Futures on the Dow Jones industrial average (^DJI) were down 0.2 percent, as were futures on the Standard & Poor's 500 index (^GPSC) and on the Nasdaq 100 index.
A number of major companies, including First Horizon National (FHN), State Street (STT), SunTrust Banks (STI), along with General Electric (GE), Honeywell International (HON) and Schlumberger (SLB), will announce quarterly earnings before market hours.
On Thursday, buoyed by stronger-than-expected quarterly earnings from a number of major companies, followed by a sharp drop in jobless claims, the Dow and S&P 500 rose to their all-time trading highs. However, the tech-heavy Nasdaq index (^IXIC) was weighed down by disappointing quarterly performances from Intel (INTC) and eBay (EBAY).
Investors are also expected to focus on the G-20 meeting starting Friday in Moscow, where finance ministers and central bank governors from member nations are expected to discuss fiscal policy, eurozone developments, financial supervision and International Monetary Fund reforms.
Analysts expect leaders to also discuss the U.S. Federal Reserve's plan to wind down its asset-purchase program.
In Europe, the Stoxx Europe 600 index was trading down 0.4 percent, retreating from a seven-week high recorded in the previous session, while London's FTSE 100 was down 0.5 percent. Germany's DAX-30 was down 0.5 percent and France's CAC-40 was trading down 0.6 percent.
In Asia, markets traded mixed Friday, with Japan's Nikkei witnessing choppy trade ahead of the Diet's upper house elections Sunday.
Earlier in the day, data released by the government showed that Japan's All Industries Activity Index, which measures the monthly change in overall production by all sectors of the Japanese economy, rose at 1.1 percent in May, compared to analyst expectations of a 1.3 percent growth.

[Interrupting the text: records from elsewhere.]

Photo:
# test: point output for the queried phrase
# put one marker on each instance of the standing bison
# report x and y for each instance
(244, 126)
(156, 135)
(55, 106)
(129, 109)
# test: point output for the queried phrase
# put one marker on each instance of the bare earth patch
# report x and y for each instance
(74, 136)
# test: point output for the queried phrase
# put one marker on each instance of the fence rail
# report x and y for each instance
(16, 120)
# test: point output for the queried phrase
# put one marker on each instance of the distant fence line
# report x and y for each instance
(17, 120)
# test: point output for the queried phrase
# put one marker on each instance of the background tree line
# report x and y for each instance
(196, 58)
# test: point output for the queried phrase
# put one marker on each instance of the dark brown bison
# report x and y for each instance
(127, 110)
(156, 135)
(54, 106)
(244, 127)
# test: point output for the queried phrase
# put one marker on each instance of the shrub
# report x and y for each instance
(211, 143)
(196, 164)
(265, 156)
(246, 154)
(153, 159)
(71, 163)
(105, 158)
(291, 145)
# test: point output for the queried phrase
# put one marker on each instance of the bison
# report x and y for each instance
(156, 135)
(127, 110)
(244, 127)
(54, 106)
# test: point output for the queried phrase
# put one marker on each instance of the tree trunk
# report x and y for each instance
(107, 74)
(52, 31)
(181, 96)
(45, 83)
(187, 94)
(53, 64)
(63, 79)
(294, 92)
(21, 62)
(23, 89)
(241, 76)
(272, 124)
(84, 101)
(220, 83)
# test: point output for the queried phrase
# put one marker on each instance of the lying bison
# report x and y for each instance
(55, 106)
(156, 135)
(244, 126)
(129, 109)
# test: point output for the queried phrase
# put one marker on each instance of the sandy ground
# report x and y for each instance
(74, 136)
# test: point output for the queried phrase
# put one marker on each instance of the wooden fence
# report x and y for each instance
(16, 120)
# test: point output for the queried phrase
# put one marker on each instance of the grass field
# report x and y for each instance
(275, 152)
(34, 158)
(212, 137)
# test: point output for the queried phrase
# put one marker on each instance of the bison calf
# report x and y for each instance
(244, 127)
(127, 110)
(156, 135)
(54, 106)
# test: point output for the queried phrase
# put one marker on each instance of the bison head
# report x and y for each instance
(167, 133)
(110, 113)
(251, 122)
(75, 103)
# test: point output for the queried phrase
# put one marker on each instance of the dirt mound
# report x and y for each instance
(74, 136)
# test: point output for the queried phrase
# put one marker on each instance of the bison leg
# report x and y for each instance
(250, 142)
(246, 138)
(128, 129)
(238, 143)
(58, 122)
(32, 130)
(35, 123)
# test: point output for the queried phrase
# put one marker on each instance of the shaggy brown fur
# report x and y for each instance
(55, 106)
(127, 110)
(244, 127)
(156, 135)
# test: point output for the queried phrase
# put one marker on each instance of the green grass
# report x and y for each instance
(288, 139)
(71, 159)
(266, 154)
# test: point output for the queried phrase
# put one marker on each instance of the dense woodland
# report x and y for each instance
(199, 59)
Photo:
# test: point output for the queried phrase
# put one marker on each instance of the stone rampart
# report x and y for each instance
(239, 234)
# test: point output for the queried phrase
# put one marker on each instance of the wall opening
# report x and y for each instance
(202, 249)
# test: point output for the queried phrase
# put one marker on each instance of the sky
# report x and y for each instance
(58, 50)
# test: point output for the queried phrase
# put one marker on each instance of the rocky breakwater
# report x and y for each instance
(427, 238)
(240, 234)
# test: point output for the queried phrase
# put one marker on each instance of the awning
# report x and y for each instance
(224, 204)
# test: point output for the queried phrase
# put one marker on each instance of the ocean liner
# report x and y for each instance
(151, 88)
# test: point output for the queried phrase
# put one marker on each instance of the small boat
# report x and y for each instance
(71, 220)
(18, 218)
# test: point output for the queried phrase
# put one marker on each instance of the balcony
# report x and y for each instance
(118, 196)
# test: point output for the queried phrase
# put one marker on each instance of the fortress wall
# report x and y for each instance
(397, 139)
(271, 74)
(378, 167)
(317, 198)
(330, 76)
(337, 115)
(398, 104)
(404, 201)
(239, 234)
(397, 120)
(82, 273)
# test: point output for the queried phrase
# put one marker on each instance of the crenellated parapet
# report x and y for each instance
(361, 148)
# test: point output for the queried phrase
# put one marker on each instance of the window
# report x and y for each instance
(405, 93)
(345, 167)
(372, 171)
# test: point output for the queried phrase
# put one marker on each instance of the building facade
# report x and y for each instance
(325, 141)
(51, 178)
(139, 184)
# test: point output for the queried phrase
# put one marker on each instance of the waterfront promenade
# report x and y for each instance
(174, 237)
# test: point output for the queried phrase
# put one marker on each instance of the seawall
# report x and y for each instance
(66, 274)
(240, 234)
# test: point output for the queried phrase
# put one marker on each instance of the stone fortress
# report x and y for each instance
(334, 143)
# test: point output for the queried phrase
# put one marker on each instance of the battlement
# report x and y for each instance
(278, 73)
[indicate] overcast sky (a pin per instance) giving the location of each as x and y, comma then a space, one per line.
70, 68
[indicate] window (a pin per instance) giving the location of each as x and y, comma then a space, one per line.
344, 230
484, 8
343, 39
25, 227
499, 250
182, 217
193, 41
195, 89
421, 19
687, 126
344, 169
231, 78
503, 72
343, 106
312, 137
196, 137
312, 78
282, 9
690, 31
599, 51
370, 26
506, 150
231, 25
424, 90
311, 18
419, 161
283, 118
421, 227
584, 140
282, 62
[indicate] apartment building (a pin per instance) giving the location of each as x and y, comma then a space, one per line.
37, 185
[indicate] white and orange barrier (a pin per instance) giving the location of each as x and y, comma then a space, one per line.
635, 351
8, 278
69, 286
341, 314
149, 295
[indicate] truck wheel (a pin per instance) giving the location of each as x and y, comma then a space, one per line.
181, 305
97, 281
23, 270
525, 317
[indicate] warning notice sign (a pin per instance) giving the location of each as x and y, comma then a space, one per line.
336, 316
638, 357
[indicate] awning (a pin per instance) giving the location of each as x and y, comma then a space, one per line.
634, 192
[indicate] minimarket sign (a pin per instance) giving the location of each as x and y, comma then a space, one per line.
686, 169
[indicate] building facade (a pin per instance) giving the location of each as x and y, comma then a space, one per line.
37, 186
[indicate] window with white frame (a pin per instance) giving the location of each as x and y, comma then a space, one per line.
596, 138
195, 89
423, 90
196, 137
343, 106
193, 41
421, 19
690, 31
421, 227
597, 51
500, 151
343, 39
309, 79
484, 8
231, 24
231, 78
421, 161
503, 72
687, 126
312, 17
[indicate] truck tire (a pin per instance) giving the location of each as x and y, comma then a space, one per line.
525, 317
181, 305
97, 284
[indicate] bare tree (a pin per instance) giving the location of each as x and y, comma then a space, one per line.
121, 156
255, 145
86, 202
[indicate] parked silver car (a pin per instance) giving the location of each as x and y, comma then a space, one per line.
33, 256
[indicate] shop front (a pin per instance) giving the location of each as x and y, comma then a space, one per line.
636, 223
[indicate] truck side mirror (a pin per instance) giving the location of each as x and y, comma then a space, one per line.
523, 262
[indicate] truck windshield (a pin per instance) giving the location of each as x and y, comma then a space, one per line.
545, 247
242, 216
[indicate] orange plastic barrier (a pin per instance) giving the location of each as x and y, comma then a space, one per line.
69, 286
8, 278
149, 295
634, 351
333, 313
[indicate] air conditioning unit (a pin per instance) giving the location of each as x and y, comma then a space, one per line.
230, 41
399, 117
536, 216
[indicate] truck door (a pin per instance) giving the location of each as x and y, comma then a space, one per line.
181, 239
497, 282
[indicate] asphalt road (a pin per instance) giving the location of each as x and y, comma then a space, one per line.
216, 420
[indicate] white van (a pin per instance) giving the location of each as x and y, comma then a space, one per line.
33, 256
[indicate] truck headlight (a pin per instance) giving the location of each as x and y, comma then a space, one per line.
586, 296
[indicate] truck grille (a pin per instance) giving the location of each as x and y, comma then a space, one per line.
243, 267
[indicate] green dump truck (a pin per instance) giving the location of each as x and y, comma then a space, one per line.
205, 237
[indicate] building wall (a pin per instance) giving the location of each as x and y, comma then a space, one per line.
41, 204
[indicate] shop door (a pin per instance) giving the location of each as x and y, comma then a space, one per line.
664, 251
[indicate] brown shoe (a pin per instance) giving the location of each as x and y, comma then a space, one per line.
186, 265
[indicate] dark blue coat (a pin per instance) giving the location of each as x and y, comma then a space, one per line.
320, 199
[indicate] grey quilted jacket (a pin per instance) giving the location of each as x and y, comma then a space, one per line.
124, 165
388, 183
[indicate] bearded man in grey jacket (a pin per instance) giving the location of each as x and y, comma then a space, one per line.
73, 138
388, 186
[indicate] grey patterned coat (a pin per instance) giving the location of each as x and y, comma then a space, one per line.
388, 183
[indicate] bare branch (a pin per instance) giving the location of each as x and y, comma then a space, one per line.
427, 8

The index posted a reading of 0.1 percent in April.
However, analysts pointed out that the sell-off in Japanese markets -- the Nikkei ended down 1.48 percent after falling 2.7 percent during intraday trade on Friday -- wasn't connected to any particular news.
"It's just positioning. The market was long, and the Nikkei Stock Average has failed to break significantly higher despite the fact that the S&P 500 breached its May highs. [For traders], if you don't like the move, you get out," said Ben Collett, head of Asian equities at Sunrise Brokers, MarketWatch reported.